Manuel Martín Ferrand en el ABC
LA ensoñación de la Historia forma parte inseparable del espíritu nacionalista catalán y, de hecho, quienes han sabido montar toda una industria política de la prédica separatista no se paran en barras -nunca mejor empleada la expresión- para engrandecer la mistificación que, además de darles de comer, les mantiene en el machito del poder. Ayer, por ejemplo, se conmemoraba el sexagésimo octavo aniversario del fusilamiento, en Montjuic, de Lluis Companys. El actual presidente de la Generalitat, José Montilla, ha prometido hacer «todo lo que sea jurídicamente necesario y políticamente conveniente» para lograr la anulación del juicio que le puso frente a un pelotón de fusilamiento en el foso de Santa Eulalia del histórico castillo barcelonés.

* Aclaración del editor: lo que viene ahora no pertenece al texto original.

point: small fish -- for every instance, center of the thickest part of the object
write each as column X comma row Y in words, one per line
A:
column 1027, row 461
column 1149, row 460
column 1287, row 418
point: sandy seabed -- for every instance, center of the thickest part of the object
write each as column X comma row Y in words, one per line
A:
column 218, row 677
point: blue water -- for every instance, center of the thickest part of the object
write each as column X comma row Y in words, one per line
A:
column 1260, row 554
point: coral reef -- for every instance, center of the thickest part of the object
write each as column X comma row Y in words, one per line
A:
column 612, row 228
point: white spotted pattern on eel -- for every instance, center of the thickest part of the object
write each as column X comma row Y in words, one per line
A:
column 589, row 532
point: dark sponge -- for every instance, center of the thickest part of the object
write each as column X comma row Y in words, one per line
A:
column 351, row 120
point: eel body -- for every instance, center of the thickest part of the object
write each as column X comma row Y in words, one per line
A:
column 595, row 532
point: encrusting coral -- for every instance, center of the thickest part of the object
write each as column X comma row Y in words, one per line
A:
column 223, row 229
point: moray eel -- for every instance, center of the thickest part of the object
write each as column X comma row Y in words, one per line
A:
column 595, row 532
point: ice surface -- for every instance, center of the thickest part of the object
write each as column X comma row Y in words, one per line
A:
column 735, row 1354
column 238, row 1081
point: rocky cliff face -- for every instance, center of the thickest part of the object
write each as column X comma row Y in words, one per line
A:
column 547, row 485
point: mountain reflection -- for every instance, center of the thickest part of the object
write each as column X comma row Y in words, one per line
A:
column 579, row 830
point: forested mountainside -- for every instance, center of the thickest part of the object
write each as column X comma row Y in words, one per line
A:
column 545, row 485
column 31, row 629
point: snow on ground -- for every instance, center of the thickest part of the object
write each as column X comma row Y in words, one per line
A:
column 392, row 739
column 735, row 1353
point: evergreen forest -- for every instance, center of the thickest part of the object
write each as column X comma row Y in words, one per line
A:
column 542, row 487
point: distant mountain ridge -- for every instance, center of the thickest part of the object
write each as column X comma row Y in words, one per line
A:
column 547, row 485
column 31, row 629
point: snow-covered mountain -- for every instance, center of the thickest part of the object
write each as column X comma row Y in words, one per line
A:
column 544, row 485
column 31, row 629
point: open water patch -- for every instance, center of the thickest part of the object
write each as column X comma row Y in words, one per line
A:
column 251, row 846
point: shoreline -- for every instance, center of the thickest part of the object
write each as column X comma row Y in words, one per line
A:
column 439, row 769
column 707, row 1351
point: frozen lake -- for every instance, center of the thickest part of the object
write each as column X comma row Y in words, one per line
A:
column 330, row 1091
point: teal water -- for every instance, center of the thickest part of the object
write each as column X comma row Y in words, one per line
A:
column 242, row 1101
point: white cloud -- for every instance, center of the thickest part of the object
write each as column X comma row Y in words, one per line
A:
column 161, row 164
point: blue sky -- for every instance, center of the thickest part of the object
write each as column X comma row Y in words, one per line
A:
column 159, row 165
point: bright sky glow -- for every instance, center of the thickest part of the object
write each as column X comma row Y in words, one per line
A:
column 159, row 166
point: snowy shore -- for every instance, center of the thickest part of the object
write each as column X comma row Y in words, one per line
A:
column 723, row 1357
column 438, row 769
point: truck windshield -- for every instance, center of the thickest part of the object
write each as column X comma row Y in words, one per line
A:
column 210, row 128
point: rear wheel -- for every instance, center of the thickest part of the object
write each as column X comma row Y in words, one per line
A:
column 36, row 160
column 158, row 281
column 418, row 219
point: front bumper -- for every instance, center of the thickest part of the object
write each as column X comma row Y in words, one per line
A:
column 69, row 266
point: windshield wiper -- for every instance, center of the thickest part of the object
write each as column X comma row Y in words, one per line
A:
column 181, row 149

La anulación de un juicio que trajo como fruto una pena de muerte es algo que entra dentro del espiritismo soberanista que alimenta, en más o en menos, a las fuerzas presentes en el Parlament. En esto sólo cabe un nuevo juicio, el de la Historia, y pocos estarán en desacuerdo a la hora de afirmar la crueldad innecesaria y sañuda, revanchista, con la que el tribunal militar, en 1940, le condenó a muerte. Un juicio sumarísimo, sin garantías, después de que la Gestapo secuestrara a Companys en su refugio de La Baule-les-Pines para entregárselo, también irregularmente, fuera del Derecho, a la policía de Francisco Franco. Un asesinato revestido de una parodia de legalidad.
Pero no queda ahí la pretendida reivindicación de la figura de Companys. Va más allá y retuerce la lógica, la razón y hasta la fantasía. El que fue primer presidente del Parlamento de Cataluña, después de haber sido gobernador civil de Barcelona y diputado en la Carrera de San Jerónimo, figura señera de ERC, fue también quien, el seis de octubre de 1934, proclamó desde un balcón de la Generalitat el «Estado Catalán», dentro -decía- de la República Federal Española. Una aventura insensata que, con el visto bueno de Niceto Alcalá Zamora y la iniciativa del Gobierno de Alejandro Lerroux -y la inestimable ayuda del general Domingo Batet, que después sería mandado fusilar por Franco, tres docenas de guardias civiles y un cañoncito de juguete-, duró sólo unas horas.
¿También se quiere sacralizar la figura de un golpista desleal a la República y a su juramento constitucional? Como escribió después Carlos Seco Serrano, «la gravedad de la revolución de octubre no reside en su violencia -preludio ya de la Guerra Civil- sino del rompimiento efectivo del socialismo y de las izquierdas catalanas con las normas de convivencia democrática hasta entonces vigentes en la República». La vigente obsesión revisionista de nuestro pasado -tan innecesaria, tan dolorosa- no debiera servir de pretexto para forjar una cadena de grandes falsificaciones. Lluis Companys es una de ellas.